The Indecisive Arbitrator (And His Cognitive Biases)

The Indecisive ArbitratorMy father has a running joke about being indecisive.  “Do you have trouble making up your mind?” The answer:  “Well, yes and no.” Indecisiveness is actually a good quality in an arbitrator.  It is another way of saying, “keeping an open mind until the end.”

When I was a teenager, I spent a few days one summer hanging around a courthouse, sitting through a murder trial.  The DA questioned a witness, and I thought, “That makes sense.” The defense attorney then cross-examined the witness, and I thought, “Wow, that makes sense too.” After the prosecution rested, the same pattern occurred with the defense.  By the closing arguments I had reacted against both lawyers and witnesses with a sense of deep suspicion. I assumed they were all lying or at best stretching the truth.  Yet if I were the decision maker, how would I have made a decision?

It could not be based on sincerity.  When I was learning to be a mediator, one of my mentors told me, “The parties have repeated their story to themselves so often they really believe it. They may be lying even to themselves.  Sincerity doesn’t mean much.”

It could not even be based on the “truth” about what happened.  In college I took a difficult historiography class. We looked at one particular historical incident each week by reading five books describing it from five different perspectives. It was like Rashomon with footnotes.

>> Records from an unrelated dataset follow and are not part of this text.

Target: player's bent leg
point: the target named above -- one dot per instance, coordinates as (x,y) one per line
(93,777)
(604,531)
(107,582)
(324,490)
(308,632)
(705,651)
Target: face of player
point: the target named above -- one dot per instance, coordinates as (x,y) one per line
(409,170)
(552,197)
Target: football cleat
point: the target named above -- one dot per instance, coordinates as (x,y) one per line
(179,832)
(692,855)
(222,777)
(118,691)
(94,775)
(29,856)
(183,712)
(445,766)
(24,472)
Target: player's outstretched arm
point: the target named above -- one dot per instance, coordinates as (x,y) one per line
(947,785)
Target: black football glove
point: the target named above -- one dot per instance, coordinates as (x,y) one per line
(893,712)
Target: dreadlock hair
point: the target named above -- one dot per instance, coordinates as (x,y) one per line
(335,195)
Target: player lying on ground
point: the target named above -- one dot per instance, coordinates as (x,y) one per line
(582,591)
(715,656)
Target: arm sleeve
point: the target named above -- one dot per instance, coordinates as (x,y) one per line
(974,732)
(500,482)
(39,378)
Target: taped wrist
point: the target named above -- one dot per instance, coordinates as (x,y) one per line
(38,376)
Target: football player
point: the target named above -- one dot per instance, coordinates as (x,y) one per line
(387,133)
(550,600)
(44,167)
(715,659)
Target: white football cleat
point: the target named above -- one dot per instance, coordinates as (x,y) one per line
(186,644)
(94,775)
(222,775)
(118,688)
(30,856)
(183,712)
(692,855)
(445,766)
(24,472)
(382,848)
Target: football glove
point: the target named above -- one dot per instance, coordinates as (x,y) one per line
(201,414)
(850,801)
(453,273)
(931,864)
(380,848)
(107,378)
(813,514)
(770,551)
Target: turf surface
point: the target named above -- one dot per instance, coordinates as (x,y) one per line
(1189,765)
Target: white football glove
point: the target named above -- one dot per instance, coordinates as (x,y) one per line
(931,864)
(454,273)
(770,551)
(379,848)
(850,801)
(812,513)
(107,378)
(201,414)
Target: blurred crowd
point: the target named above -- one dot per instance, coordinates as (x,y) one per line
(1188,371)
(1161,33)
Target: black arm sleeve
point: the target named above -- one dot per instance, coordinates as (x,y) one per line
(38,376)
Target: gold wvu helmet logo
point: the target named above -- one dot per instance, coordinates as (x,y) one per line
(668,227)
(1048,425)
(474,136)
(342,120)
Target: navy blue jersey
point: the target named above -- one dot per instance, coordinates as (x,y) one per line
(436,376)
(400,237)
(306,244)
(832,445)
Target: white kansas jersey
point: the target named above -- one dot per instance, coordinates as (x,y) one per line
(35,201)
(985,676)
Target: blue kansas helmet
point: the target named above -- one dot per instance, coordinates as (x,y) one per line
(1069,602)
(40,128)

The historian’s perspective: there is no truth, only a series of facts that we piece together into a story based on our biases.

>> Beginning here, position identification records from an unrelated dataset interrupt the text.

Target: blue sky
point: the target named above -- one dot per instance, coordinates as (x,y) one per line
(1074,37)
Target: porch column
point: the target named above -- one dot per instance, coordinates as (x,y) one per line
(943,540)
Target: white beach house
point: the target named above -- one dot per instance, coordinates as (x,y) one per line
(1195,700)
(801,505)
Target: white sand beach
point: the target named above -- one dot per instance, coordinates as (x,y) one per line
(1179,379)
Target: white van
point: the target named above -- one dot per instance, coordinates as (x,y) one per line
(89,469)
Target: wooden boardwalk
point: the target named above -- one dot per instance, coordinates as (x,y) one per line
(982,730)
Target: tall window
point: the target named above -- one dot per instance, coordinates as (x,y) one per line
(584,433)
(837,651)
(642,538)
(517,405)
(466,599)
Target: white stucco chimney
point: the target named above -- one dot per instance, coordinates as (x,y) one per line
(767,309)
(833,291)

Judges and arbitrators talk a lot about cognitive biases.  Some of the major biases are fundamental attribution error, or the tendency to assume that someone else’s problem represents a failure of character tainting everything else a person does, but one’s own success is the result of personal effort; anchoring bias, or the tendency to “anchor” a decision on one piece of information; backfire effect, where one reacts to information that is inconsistent with a developing hypothesis by strengthening belief rather than questioning it; belief bias, where one accepts the conclusions of logic based on a non-rational belief as to the plausibility of the outcome (one objection to Bayesian statistics!); confirmation bias, or the tendency to accept only information that confirms one’s existing beliefs; hindsight bias, or “I knew it” (or from the arbitrator’s perspective, “You should have known it”); and my favorite, bias blind spot, or the dangerous belief that one is less biased than others.

One bias that all arbitrators must keep in mind for every case is called the framing effect, or the tendency to draw different conclusions from the same information depending on who presents it and how it is presented.  We must constantly evaluate the credibility of the source.  If a source we do not trust tells us information that sounds truthful, or if a source we do trust tells us information that sounds untruthful, we should be careful how we weigh it.

Have you ever seen a pachinko machine, the Japanese version of pinball?  That is what an arbitrator’s decision making process is like.  Facts and arguments come in, bounce off biases and piles of other balls and come out at the bottom, when we tally the score.  The skillful advocate will be able to play to the arbitrator’s biases or help him try to get the pachinko balls past them.  The skillful arbitrator will remain indecisive and let the balls fall where gravity leads them.